Unlocking the Secrets of Newborn Liver Cells

A groundbreaking study published in the *Journal of Hepatology* reveals an astonishing fact: only 15-20% of specific liver cells called clonogenic hepatocytes in newborn mice are responsible for over 90% of the liver's mass. This discovery by researchers at the San Raffaele Telethon Institute for Gene Therapy could pave the way for more effective treatments in pediatric gene therapy, particularly for inherited liver diseases.

Advanced Technologies Illuminate Liver Cell Dynamics

The research team utilized cutting-edge techniques like single-cell and spatial transcriptomics, clonal tracing, and mathematical modeling. This sophisticated approach allowed them to unveil how these crucial hepatocytes proliferate and mature post-birth, including identifying the molecular signals that govern their activity. Dr. Michela Milani, a co-first author, stated, "Using spatial transcriptomics, we captured the precise localization and transcriptional identity of hepatocytes during postnatal liver growth, providing an unprecedented view into their development."

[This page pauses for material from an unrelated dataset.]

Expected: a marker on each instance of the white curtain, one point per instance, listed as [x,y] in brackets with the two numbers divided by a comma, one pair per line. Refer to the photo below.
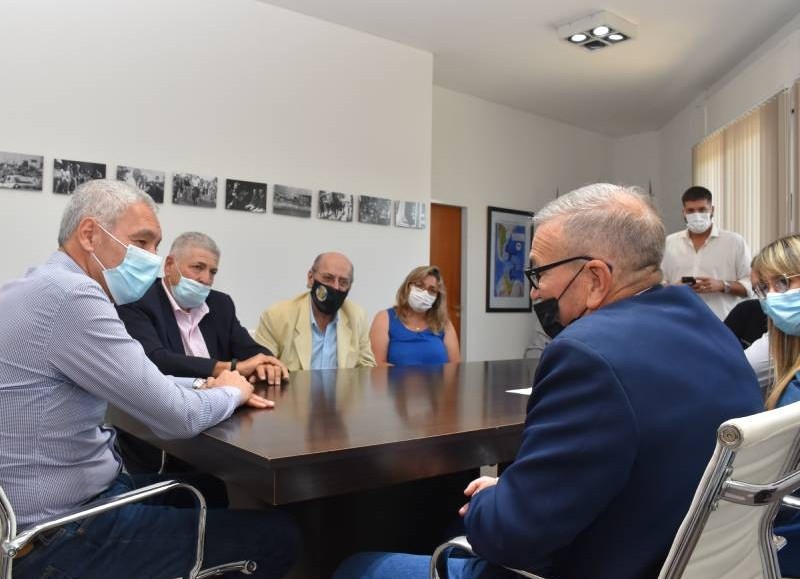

Timing is Everything in Gene Therapy

The study discovered that gene editing via homology-directed repair (HDR) is notably more effective in clonogenic hepatocytes, resulting in a more significant area of gene-edited liver at the end of growth. In contrast, the spread of lentiviral vectors across hepatocytes is more uniform but is impacted by the cells' maturation and location within the liver. Specifically, during the later developmental stages, higher proteasome activity reduces vector uptake, highlighting the importance of timing and cell identity for successful gene therapy.

Overcoming Barriers for Better Gene Delivery

Notably, researchers found that pre-treating cells with a proteasome inhibitor can enhance lentiviral transduction in adult hepatocytes. Dr. Francesco Starinieri, another co-first author, remarked, "Understanding that certain areas of the liver become less receptive to gene transfer as they mature allows us to strategically determine both the target cells and the optimal treatment timing." This discovery offers potential for overcoming limitations in gene delivery.

A New Perspective on Liver Growth and Treatment

Another significant finding was the presence of a specialized tissue niche in neonatal livers where clonogenic hepatocytes are situated near hematopoietic progenitor cells. This close proximity suggests a shared nexus of growth signals, offering exciting new avenues for regenerative medicine.

Towards Lasting Solutions for Pediatric Patients

Dr. Alessio Cantore, the senior author of the study, emphasized, "This research not only enhances our understanding of liver maturation but also highlights how early interventions can provide durable corrections for genetic diseases." By pinpointing the specific hepatocytes that drive liver growth and understanding how they respond to gene therapy, researchers are set to develop innovative and long-lasting therapies aimed at helping children battling inherited liver diseases.

This vital discovery sheds light on the mechanics of liver growth and maturation, ushering in a new era of targeted and effective pediatric gene therapies. With the potential to change countless lives, the research marks a significant milestone in the field of gene therapy.